$\beta$-reduction $\to_\beta$ is a binary relation on the set $\Lambda$ of $\lambda$-terms. More precisely, $\to_\beta$ is the smallest subset of $\Lambda \times \Lambda$ such that (using the infix the notation):
- $(\lambda x.M)N \to_\beta M\{N/x\}$
- $M \to_\beta N \implies \lambda x.M \to_\beta \lambda x.N$
- $M \to_\beta N \implies LM \to_\beta LN$
- $M \to_\beta N \implies ML \to_\beta NL$
$\beta$-expansion ${}_\beta\!\!\leftarrow$ is nothing but the converse relation (aka inverse relation or transpose) of $\to_\beta$, that is, $${}_\beta\!\!\leftarrow \ = \ \{(M,N) \in \Lambda \times \Lambda \mid N \to_\beta M\} $$ in other words: $M {}_\beta\!\!\leftarrow N \iff N \to_\beta M$. Intuitively, $\beta$-expansion performs a $\beta$-reduction step backwards. In your case, as $(\lambda x.zx)v \to_\beta zv$, then $zv \, {}_\beta\!\!\leftarrow (\lambda x.zx)v$. Note that the same $\lambda$-term can be obtained by performing $\beta$-reduction from two different $\lambda$-terms, such as $zv$ that can be obtained from $(\lambda y.yv)z \to_\beta zv$ and $(\lambda x.zx)v \to_\beta zv$.
The idea that $\beta$-reduction or $\beta$-expansion "simplifies" a term is quite misleading, unless you define precisely what "simpler" means.
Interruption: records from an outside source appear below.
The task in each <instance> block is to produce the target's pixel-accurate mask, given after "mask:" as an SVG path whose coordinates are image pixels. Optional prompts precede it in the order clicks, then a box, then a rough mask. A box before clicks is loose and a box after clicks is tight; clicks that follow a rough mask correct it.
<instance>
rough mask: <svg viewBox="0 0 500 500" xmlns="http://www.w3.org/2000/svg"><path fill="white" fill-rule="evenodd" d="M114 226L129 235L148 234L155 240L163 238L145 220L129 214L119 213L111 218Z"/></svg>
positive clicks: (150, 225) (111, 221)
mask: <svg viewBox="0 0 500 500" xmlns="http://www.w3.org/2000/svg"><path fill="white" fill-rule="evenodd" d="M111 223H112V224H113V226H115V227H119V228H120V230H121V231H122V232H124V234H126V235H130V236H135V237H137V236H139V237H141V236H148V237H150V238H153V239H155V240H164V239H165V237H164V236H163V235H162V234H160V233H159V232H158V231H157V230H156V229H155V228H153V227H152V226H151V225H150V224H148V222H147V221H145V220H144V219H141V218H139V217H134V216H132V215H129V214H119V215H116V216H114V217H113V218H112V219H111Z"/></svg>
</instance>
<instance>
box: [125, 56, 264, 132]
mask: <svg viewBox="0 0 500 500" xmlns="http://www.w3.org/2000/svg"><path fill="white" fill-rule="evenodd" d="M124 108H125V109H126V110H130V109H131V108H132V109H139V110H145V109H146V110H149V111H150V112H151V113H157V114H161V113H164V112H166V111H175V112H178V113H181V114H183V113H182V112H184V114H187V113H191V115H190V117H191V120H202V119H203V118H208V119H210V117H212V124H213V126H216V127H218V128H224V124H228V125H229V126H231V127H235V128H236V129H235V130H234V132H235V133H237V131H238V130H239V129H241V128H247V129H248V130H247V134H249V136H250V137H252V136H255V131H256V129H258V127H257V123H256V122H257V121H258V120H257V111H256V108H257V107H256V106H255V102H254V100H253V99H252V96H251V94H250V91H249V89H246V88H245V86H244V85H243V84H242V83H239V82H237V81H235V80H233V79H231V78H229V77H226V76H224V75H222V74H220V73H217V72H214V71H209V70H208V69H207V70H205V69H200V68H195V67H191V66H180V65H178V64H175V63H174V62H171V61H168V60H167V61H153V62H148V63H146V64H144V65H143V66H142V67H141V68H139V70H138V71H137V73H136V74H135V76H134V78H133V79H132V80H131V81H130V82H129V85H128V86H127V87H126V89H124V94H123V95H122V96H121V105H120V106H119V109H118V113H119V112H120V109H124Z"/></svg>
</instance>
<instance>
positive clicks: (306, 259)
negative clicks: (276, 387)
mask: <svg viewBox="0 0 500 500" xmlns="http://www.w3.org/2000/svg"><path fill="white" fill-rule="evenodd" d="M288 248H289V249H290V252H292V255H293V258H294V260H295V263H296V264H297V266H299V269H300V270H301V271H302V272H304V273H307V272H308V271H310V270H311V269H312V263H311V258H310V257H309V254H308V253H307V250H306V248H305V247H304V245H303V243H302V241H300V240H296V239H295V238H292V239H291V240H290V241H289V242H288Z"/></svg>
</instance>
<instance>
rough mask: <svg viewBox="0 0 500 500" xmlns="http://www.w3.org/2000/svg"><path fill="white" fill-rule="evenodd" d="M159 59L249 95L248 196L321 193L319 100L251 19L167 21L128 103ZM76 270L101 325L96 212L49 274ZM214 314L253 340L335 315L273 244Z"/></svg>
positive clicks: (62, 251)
Roughly, you can see $\beta$-reduction as a computation step that brings you "closer" to the output of the computation (a $\lambda$-term where there are no more $\beta$-redexes to fire). In this respect, $\beta$-expansion moves you a step "farther" than the output. According to this computational point of view, $\beta$-equivalence $=_\beta$ (that is, the reflexive-transitive closure of $\to_\beta \cup \, {}_\beta\!\!\leftarrow$) just represents two different stages of two computations leading to the same output.